BAGHDAD — Iraqi security forces said they cleared booby traps and explosives from a flash-point town south of Baghdad on Saturday after retaking it from Islamic State militants amid a push to shore up security ahead of a major religious commemoration.
The Iraqi government said it had completely secured Jurf al-Sakhar, a town 40 miles southwest of the capital, after a two-day operation. In a statement Friday night, Prime Minister Haider al-Abadi praised Iraq’s “hero forces” for delivering a “fatal blow” against the Islamic State.
The town of 80,000 people had become a key battleground between the largely Sunni province of Anbar, where the militants hold large swaths of territory, and the largely Shiite southern provinces.
Security officials said clearing the area was a key priority ahead of Ashura, which commemorates the death of Imam Hussein, one of the most revered figures in Shiite Islam, drawing millions of pilgrims to his shrine in the southern city of Karbala. The Islamic State, which considers Shiites apostates, is expected to attempt to target the observances.

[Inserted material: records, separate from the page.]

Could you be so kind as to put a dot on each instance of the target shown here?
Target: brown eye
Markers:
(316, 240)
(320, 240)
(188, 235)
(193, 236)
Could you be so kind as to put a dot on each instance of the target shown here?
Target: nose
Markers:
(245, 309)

“This area presents a specific danger to Karbala,” said a security official involved in the operation who spoke on the condition of anonymity because he is not authorized to give information to the press. “The political and religious leaders were aware of that threat, so we were sent so many reinforcements.” Those reinforcements were largely from Shiite militias backed by Iran, including the Badr Brigade and Asaib Ahl al-Haq, he said.
On his television channel, Badr Brigade commander Hadi al-Amiri claimed to have led the operation in tandem with the country’s new interior minister, who is a member of his party.
Unverified pictures circulated online showed Amiri with Brig. Gen. Qassem Suleimani, the commander of Iran’s elite Quds Force, during the operation. The security official and a militia fighter who also spoke on the condition of anonymity because of the sensitivity of the subject claimed that he was present on the battlefield.
“Wherever fighters were from, they all shared the same purpose — saving Karbala,” the security official said. “They had the motivation of their faith to remove the threat.”
Five car bombings in the holy city last week added urgency to the operation, he said.
In his statement, Abadi also praised the “public mobilizations” for their work in securing the area — a term that is used to refer to militia members and new volunteers who signed up to fight after a call to arms in June by Iraq’s highest Shiite religious authority.
State television channel Iraqia said Saturday that some 100 explosive devices, left by insurgents as they retreated, were removed from Jurf al-Sakhar.
Footage of the battles on militia-run television stations showed large vehicle-mounted rockets being fired during the operation.
“All the weapons we are using are Iranian, and we are proud of that,” said a fighter with Kitaeb Hezbollah who fought in the two-day operation and spoke on the condition of anonymity because the group is classified as a terrorist organization by the United States.
Shiite militia members were apparently targeted in a bombing Saturday in a town north of Baghdad. Iraqi police said a suicide bomber set off his explosives belt at a gathering of the militiamen in Taji, according to the Associated Press. Eight people were reportedly killed in the attack.
In northern Iraq, Islamic State insurgents appeared to suffer another setback, losing control of the town of Zumar and outlying villages. The extremists took the town in August, part of a rout against Kurdish forces that preceded U.S. airstrikes. Kurdish forces advanced on the town from five directions in the early hours of the morning, an unnamed intelligence official told Reuters news agency.